Relax, Your “Quarter-life Crisis” is Not a “Crisis”
Top image credit: Daniel Tseng/Unsplash

A quarter-life crisis looks different to everyone, yet feels the same.

At 24, mine resembled the sobering realisation that I hated my supposed dream job. At around the same time, a friend’s prompted her to end an eight-year relationship (she was 26) while an acquaintance dropped out of his four-year degree course with just half a year to go.

As varied as they were, our crises made us overhaul a fundamental part of ourselves, re-shaping the course of everything that was to follow.

According to a recent LinkedIn survey that found four in five young adults in Singapore have experienced a quarter-life crisis, we are not alone.

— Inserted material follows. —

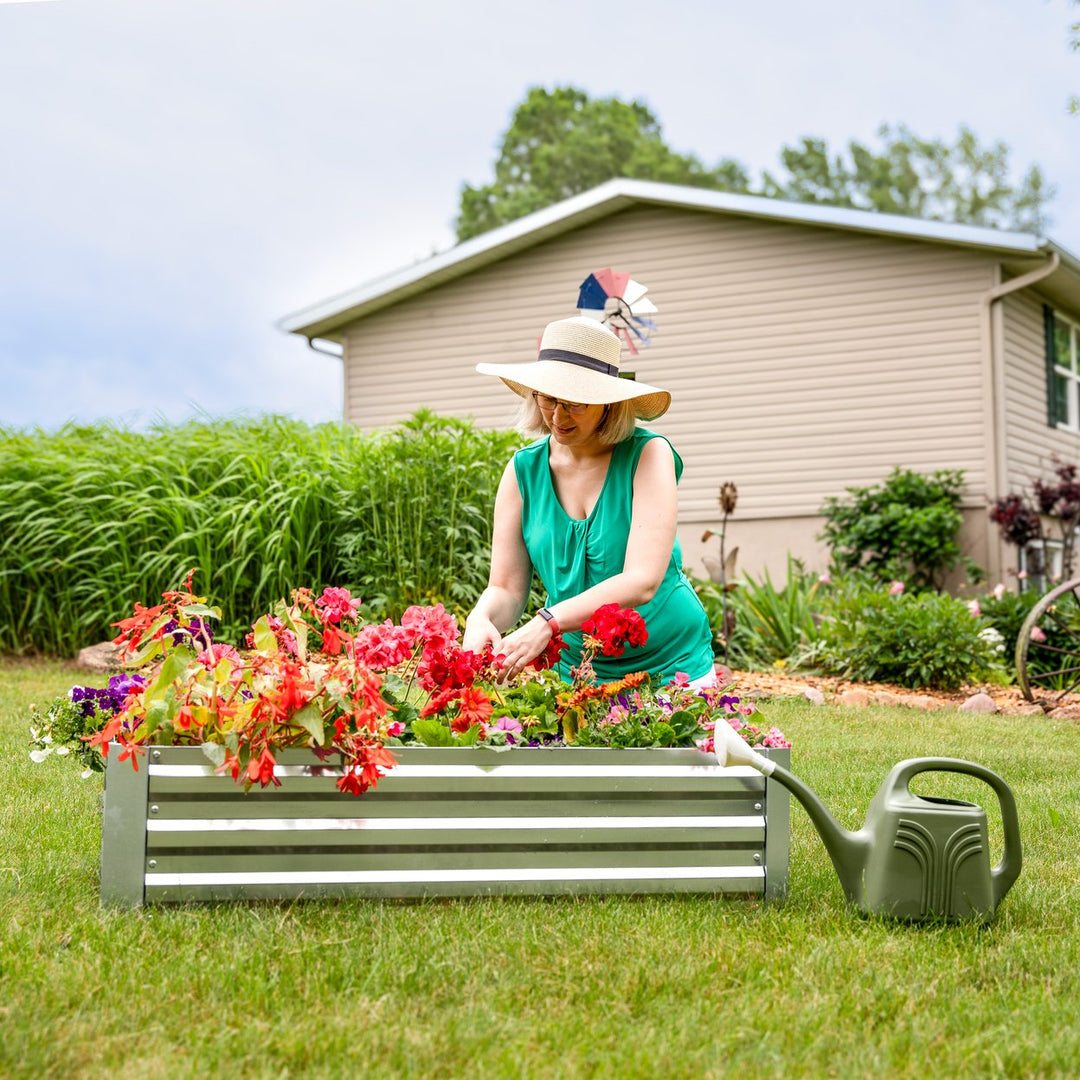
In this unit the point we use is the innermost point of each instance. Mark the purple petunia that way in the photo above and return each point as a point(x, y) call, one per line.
point(109, 700)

Yet no one ever told us it was okay to feel this way at different periods throughout life.

Psychologists define a quarter-life crisis as “a period of life in the 20s to 30s when a young adult feels anxiety and distress in making the transition to adulthood”. While this emotionally tumultuous experience can manifest in several ways, the most common symptom is perpetual job-hopping, resulting in a string of various short-term stints with each typically lasting no longer than a year.

At the heart of this job-hopping lies a deep discontent which comes about when our expectations of the amazing lives we are told we should be living don’t align with the mundane and tedious reality of charting a career path.

Yet there is a fine line between accepting that career discontentment exists and feeling entitled to not having to experience it ever, a nuance that has only recently gotten attention.

The label becomes a psychological crutch, emphasising our inability to deal with reality.

When one considers their career dissatisfaction serious enough that it constitutes a “crisis”, the assumption is that we must be happy all the time in at our jobs. This belief is both naive and unrealistic.

Yet to understand why millennials feel this way, it’s essential to realise that the world they’ve grown up in is radically different from their parents’.

For millennials, growing up with the internet has undoubtedly influenced their definitions of success. In the age of social media, we are bombarded with encouragement to dream big, along with the pressure to be successful multi-hyphenates.

From actresses who are also fashion designers, to social entrepreneurs who dabble in photography, these role models reinforce that we must find our career fulfilment in more than one field to be considered successful.  

Not only does this mean that we can no longer claim to be clueless about what to do with our lives, it’s also become necessary for us to find a few things that fulfil us all at once.

It’s either this, or settling for the narrative that we are somehow not living our best life; that we are not thriving or achieving what we deserve.

All this is compounded with the fact that millennials have the luxury of both space and time that their parents never did. This is usually what tends to trigger older folks.

Armed with the privilege of living a relatively comfortable life where we are not forced to put food on the table or raise a family, many of us in our mid-to-late 20s can afford to explore our options and seek a job that gives us ‘purpose’. We can live at home, and not have to settle for jobs we hate just so we can pay the rent.

In turn, this freedom becomes its own prison.

Image: Wooozxh/Unsplash
All of these are legitimate reasons for being unhappy. Times are different.

But when we liberally use the label “quarter-life crisis” for every instance that we desire a new job because we don’t enjoy our current one, we reinforce the tendency to call it quits before we even have a chance to understand where the discontentment comes from.

After our umpteenth “quarter-life crisis”, it becomes clear that calling career disillusionment a “quarter-life crisis” doesn’t make things better. In fact, the label becomes a psychological crutch, emphasising our inability to deal with reality.

It may also be precisely the thing holding us back. Comfortable with the knowledge that everyone else is going through the same thing, we lack the desire to enact any real change in our lives.

Instead of targeting the root of why we are unhappy in our careers and/or lives, we settle for addressing the superficial issue: holding the wrong job. So we carelessly pick another job just to get a change in environment, unaware that we will eventually feel disillusioned and job hop again.

We end up perpetuating our own cycle of being stuck in one crisis after another.

What could alleviate the almost inevitable quarter-life crisis is firstly recognising that the culture of success that’s glorified in mainstream narratives is all an illusion. Stories about amazing and passionate multi-hyphenates are unrealistic for many of us ordinary folk.

While we may accept that what was expected of our parents’ generation is completely different from what’s expected of us, this difference in lifestyle and upbringing shouldn’t excuse our generation’s need to call everything a “crisis” when we merely face the common anxieties of being an adult.

Ultimately, it’s about embracing these feelings as a perfectly normal and expected part of life. All this so that when life gives lemons to a strawberry generation, we can finally make sweet lemonade.